A few years ago, I received an email from one of my very best girlfriends, a rockstar lawyer and fellow working mom.  The email, bearing the subject line “Mental Load”, contained only a link to a comic entitled “You Should have Asked” attributed to French cartoonist, Emma.

The article inspired an impassioned and collective “pen-dropping” moment (that one second when everything suddenly comes together so clearly and it’s so obvious that you literally drop your pen!)

It was the first time the concept of the “mental load” was articulated for me, although indeed, as a full-time attorney, mother, and wife in New York City, she and I were already very well acquainted. 

Since then I have had many many iterations of this same conversation among the various hives of women in my life about the “mental load”.

THE “MENTAL LOAD” IS UNIVERSAL, EVEN AMONG THOSE WHO HAVE VERY ACTIVE, INVOLVED, AND PRESENT PARTNERS, AND IS NOW COMMON PARLANCE AMONG MOTHERS (BOTH WORKING AND SAHM), ALONGSIDE (OR, PERHAPS RATHER, IN DIAMETRIC OPPOSITION TO) “SELF CARE”.

On par with these often animated discussions with my favorite women, was my ability to finally give form to an issue that had been tugging along the edge of my thoughts when contemplating child custody and parenting time for more than 15 years, long before I had my own children, starting while I was working as a judicial law clerk in the Family Division of the Superior Court in New Jersey (aka Divorce Court); a major dynamic of parenting was being overlooked when discussing co-parenting in the context of a divorce. 

That is, how can one parent reasonably be expected to cede responsibility for not just the children, but the entire family, when what she does is manage no less than one million incremental tasks, decisions, and plans every day.  Yet this is what we demand that mothers do in every instance when establishing a joint or shared custody arrangements and very often, parenting time schedules, as well.  

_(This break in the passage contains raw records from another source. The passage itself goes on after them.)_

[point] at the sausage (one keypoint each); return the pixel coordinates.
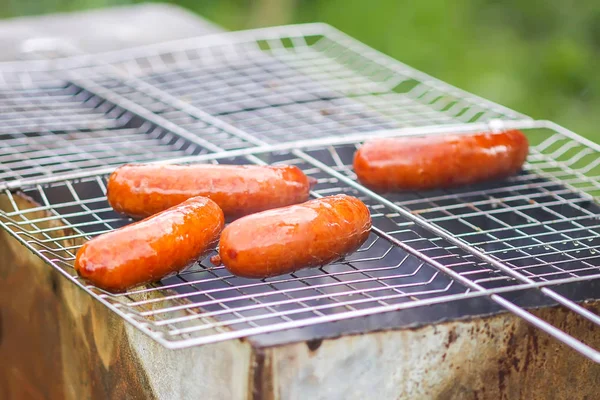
(151, 249)
(435, 162)
(287, 239)
(145, 189)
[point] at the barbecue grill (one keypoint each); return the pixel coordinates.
(306, 95)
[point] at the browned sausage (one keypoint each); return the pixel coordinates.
(151, 249)
(145, 189)
(421, 163)
(287, 239)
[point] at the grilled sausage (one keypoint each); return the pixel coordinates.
(151, 249)
(144, 189)
(421, 163)
(287, 239)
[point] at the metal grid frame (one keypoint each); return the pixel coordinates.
(463, 267)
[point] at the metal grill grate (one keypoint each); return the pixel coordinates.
(234, 98)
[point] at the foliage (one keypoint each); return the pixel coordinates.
(538, 57)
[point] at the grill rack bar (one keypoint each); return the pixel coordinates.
(420, 221)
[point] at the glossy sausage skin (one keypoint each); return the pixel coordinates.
(151, 249)
(140, 190)
(287, 239)
(434, 162)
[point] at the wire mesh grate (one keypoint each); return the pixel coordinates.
(207, 300)
(211, 98)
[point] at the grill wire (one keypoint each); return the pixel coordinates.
(237, 98)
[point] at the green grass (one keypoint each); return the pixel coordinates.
(538, 57)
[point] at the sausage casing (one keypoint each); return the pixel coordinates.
(140, 190)
(151, 249)
(434, 162)
(287, 239)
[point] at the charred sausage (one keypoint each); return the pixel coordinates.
(287, 239)
(421, 163)
(151, 249)
(144, 189)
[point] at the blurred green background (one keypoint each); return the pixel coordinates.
(538, 57)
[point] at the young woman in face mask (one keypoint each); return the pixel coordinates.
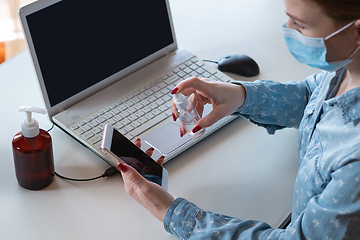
(325, 107)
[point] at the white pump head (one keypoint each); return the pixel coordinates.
(30, 127)
(180, 102)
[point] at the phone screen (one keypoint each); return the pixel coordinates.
(134, 156)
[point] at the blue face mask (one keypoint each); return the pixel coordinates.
(312, 51)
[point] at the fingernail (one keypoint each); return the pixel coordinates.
(196, 129)
(122, 167)
(174, 90)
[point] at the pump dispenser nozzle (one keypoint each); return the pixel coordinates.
(30, 127)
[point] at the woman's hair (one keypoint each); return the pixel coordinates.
(341, 11)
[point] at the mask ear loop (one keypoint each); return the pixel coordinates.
(340, 30)
(354, 52)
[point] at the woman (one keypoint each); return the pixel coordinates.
(323, 34)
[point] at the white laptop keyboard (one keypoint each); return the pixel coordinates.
(145, 107)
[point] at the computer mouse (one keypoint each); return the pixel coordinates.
(240, 64)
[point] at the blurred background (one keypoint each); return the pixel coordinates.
(11, 36)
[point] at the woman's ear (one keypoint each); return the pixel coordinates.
(357, 25)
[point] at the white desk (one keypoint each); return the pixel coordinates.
(239, 170)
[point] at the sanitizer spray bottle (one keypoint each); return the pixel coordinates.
(188, 115)
(33, 153)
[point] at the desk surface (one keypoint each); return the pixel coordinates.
(240, 170)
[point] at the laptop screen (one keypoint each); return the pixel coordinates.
(80, 43)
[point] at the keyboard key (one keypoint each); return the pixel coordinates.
(140, 113)
(187, 70)
(135, 99)
(131, 110)
(153, 105)
(155, 89)
(159, 101)
(101, 119)
(151, 98)
(171, 79)
(125, 121)
(125, 114)
(110, 121)
(87, 135)
(128, 128)
(79, 131)
(81, 123)
(194, 60)
(163, 108)
(146, 109)
(118, 125)
(193, 67)
(118, 118)
(145, 102)
(87, 120)
(106, 109)
(142, 96)
(122, 107)
(166, 98)
(135, 124)
(99, 113)
(143, 119)
(149, 92)
(129, 103)
(165, 91)
(86, 128)
(108, 115)
(94, 123)
(115, 111)
(158, 94)
(74, 127)
(181, 74)
(96, 130)
(138, 106)
(162, 85)
(149, 115)
(156, 111)
(132, 117)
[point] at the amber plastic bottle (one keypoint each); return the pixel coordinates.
(33, 154)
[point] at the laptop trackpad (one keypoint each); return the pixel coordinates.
(166, 138)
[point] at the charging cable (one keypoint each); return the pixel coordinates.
(108, 173)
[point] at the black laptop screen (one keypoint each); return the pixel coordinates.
(79, 43)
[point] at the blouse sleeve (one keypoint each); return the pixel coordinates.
(333, 214)
(275, 105)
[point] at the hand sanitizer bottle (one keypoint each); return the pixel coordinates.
(33, 153)
(188, 115)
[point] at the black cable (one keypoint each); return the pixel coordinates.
(109, 172)
(211, 61)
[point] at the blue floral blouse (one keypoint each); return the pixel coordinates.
(327, 189)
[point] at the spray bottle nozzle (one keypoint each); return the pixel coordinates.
(30, 127)
(180, 101)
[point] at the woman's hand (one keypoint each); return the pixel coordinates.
(152, 196)
(225, 99)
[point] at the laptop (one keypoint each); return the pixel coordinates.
(112, 62)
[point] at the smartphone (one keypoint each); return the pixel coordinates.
(122, 149)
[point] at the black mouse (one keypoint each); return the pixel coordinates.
(240, 64)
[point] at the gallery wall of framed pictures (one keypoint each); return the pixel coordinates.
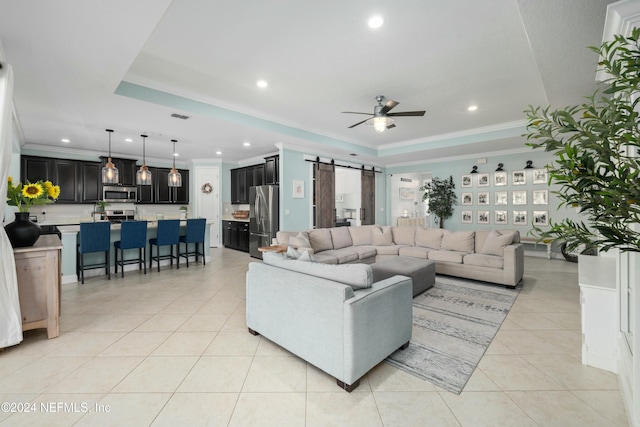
(515, 198)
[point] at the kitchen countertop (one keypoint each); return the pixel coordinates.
(230, 218)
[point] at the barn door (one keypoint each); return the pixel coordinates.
(324, 192)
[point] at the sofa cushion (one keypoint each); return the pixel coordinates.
(447, 256)
(320, 239)
(382, 236)
(343, 256)
(340, 237)
(429, 238)
(365, 252)
(388, 249)
(362, 235)
(482, 260)
(404, 235)
(414, 251)
(357, 276)
(462, 241)
(300, 240)
(307, 256)
(495, 242)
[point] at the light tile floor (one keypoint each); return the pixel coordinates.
(171, 348)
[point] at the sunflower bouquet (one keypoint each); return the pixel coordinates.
(23, 196)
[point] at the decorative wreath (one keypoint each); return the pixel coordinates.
(206, 188)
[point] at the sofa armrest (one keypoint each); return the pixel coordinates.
(513, 263)
(378, 321)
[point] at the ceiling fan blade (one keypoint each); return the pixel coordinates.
(408, 113)
(388, 106)
(359, 123)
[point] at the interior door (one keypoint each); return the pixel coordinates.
(368, 198)
(324, 192)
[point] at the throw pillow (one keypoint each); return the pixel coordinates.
(299, 241)
(382, 237)
(292, 253)
(495, 243)
(461, 241)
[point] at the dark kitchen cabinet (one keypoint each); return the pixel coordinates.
(271, 170)
(239, 189)
(91, 177)
(126, 170)
(65, 174)
(35, 169)
(235, 235)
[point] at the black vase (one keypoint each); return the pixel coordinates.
(22, 232)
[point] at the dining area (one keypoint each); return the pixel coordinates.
(105, 248)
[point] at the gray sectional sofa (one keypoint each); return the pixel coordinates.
(333, 316)
(495, 256)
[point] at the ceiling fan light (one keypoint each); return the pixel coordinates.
(380, 124)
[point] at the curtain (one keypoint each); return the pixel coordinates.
(10, 317)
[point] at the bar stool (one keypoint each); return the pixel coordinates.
(133, 235)
(93, 237)
(194, 234)
(168, 235)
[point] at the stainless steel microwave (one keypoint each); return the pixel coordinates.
(115, 193)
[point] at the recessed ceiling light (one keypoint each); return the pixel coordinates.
(375, 22)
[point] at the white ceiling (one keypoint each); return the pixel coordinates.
(83, 66)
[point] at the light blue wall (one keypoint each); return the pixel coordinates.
(512, 162)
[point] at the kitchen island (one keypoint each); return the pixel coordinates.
(69, 235)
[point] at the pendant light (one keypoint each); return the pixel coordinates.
(143, 176)
(110, 174)
(175, 179)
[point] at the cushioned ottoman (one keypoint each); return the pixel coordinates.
(421, 271)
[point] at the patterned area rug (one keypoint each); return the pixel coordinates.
(453, 324)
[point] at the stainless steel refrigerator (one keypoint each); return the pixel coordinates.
(263, 217)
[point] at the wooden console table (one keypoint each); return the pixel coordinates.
(39, 277)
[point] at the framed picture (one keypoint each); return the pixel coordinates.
(483, 180)
(483, 217)
(407, 193)
(500, 217)
(499, 178)
(519, 217)
(540, 176)
(520, 197)
(541, 217)
(298, 189)
(500, 198)
(483, 198)
(519, 178)
(540, 197)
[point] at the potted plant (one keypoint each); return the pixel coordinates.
(441, 196)
(596, 147)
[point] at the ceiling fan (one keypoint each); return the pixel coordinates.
(381, 119)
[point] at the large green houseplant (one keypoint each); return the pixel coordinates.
(441, 196)
(596, 148)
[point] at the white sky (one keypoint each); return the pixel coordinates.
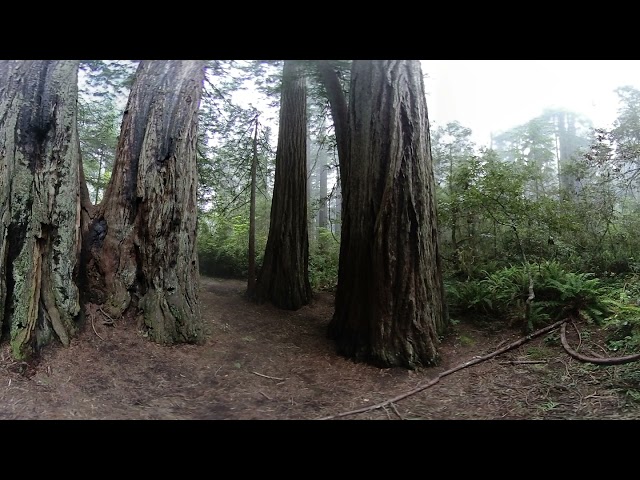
(496, 95)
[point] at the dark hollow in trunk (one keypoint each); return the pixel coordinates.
(390, 307)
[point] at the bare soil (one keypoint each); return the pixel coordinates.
(262, 363)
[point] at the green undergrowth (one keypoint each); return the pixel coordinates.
(611, 303)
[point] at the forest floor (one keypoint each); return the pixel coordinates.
(259, 362)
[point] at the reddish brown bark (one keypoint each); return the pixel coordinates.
(39, 202)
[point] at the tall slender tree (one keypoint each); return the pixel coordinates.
(390, 307)
(39, 202)
(284, 277)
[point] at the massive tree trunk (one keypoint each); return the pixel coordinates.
(390, 307)
(284, 277)
(39, 202)
(140, 248)
(339, 114)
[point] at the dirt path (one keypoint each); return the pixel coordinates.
(259, 362)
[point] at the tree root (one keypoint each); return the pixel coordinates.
(595, 360)
(431, 383)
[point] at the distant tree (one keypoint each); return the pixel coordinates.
(451, 147)
(284, 278)
(390, 307)
(39, 202)
(98, 124)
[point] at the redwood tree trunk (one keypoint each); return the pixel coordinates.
(390, 305)
(140, 246)
(39, 202)
(284, 277)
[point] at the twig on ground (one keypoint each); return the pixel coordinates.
(594, 360)
(111, 320)
(522, 362)
(476, 360)
(267, 376)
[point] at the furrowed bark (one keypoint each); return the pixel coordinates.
(390, 305)
(39, 202)
(140, 247)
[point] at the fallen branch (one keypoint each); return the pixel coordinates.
(595, 360)
(431, 383)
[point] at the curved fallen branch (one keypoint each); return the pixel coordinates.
(595, 360)
(476, 360)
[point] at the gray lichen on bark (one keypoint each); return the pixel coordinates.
(39, 202)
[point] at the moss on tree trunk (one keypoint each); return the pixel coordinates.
(39, 202)
(140, 247)
(284, 277)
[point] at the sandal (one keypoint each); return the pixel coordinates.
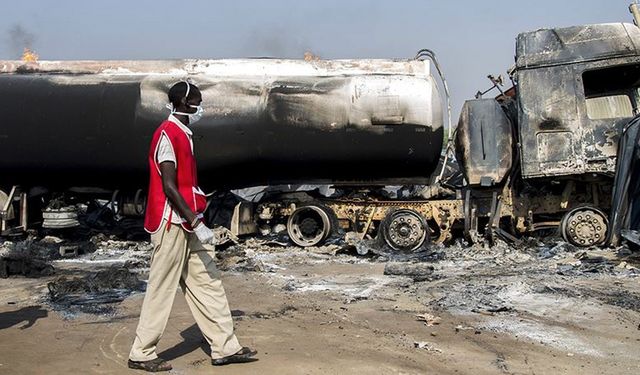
(243, 355)
(154, 365)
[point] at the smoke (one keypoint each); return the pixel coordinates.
(275, 42)
(19, 38)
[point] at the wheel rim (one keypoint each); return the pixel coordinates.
(404, 230)
(584, 226)
(308, 226)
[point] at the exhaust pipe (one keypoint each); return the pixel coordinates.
(635, 10)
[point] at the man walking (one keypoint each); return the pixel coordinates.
(180, 255)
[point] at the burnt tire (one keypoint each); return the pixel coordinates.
(311, 224)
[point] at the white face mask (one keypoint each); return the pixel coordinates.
(193, 117)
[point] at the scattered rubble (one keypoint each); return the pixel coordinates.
(427, 346)
(417, 271)
(94, 293)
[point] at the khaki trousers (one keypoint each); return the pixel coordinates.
(180, 258)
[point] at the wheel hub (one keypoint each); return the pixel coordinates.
(406, 231)
(584, 227)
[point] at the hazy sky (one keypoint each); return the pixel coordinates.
(471, 38)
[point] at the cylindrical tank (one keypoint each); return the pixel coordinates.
(267, 121)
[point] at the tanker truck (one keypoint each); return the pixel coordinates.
(541, 155)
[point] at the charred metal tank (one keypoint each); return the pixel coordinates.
(89, 123)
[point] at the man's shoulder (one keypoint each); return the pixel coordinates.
(167, 127)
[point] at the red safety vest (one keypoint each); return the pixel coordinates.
(186, 177)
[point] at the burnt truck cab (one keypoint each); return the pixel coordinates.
(550, 150)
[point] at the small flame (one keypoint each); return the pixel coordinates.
(309, 56)
(29, 56)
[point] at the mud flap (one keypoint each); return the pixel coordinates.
(625, 204)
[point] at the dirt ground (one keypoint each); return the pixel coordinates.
(542, 308)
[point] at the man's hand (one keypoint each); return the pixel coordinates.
(223, 235)
(204, 234)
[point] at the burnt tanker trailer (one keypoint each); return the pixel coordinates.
(72, 124)
(86, 126)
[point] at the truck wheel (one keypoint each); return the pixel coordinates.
(584, 226)
(404, 230)
(309, 225)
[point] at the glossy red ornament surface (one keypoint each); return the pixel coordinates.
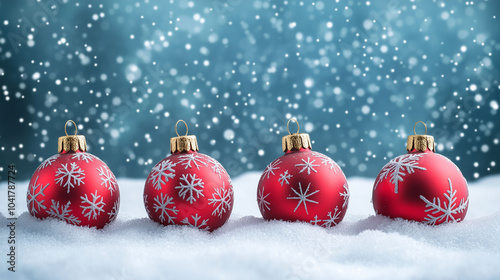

First, a quick tutorial about custody and parenting time.

Generally, “custody” is broken into two separate areas:

1) Legal custody = decision making; and

2) physical or residential custody = where children live most of the time. 

Joint custody means that parents are expected to make decisions related to their children together.  In the extreme, joint custody means that they must mutually agree on all major decisions related to the children.  In contrast, sole custody means that one parent has the authority to make decisions. 

However, it is important to know that the contours of joint and sole custody vary by state.  For example in New York, there is no statutory definition of joint custody, or sole custody for that matter.  The respective role and responsibility of each parent must be delineated in each instance by the Court in a Custody Order or by a written agreement between the parents.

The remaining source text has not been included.